Parsing simple HTML into tree

Tags:

I'd like to ask what is the best way to parse a simple html code into DOM Node tree like this one:

example tree

Here are some constraints I am facing:

HTML code will have only pair tags, no attributes and I've to ignore spaces
There can be Text between tags like <p>, <h1>, <a> etc.
I can't use libraries

I was thinking about regex, but never tried it so.. Any ideas?

Every node in the tree is this struct:

  typedef struct tag
  {
      struct tag* parent;
      struct tag* nextSibling;
      struct tag* previousSibling;
      struct tag* firstChild;
      struct tag* lastChild;     
      char* name;
      char* text;     
  }node;

936

asked Mar 26 '13 21:03

user2213470

Video Answer

1 Answers

I know it isin't in C, but that presentation might give you some input on how you could efficiently tackle the problem.
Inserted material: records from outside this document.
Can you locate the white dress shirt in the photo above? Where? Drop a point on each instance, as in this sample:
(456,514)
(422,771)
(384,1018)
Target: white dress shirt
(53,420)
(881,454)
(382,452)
https://web.archive.org/web/20120115060003/http://cuddle.googlecode.com/hg/talk/lex.html#landing-slide

I also wrote a very simple parser example in JavaScript (again not in C, but hopefully you know JS as well) based on your initial requirements, meaning that it will not parse any attributes and do not handle self-closing tags and many other things that should be handled according to the HTML specs. It will produce a parse tree in this format:

{
    cn: [{
        tag: 'html',
        cn: [{
            tag: 'body',
            cn: [
                { tag: 'h1', cn: ['test'] },
                ' some text ',
                ...
            ]
        }] 
    }]
}

Here's the code and fiddle: http://jsfiddle.net/LUpyZ/3/

Note that white space is not ignored and will be captured in text nodes.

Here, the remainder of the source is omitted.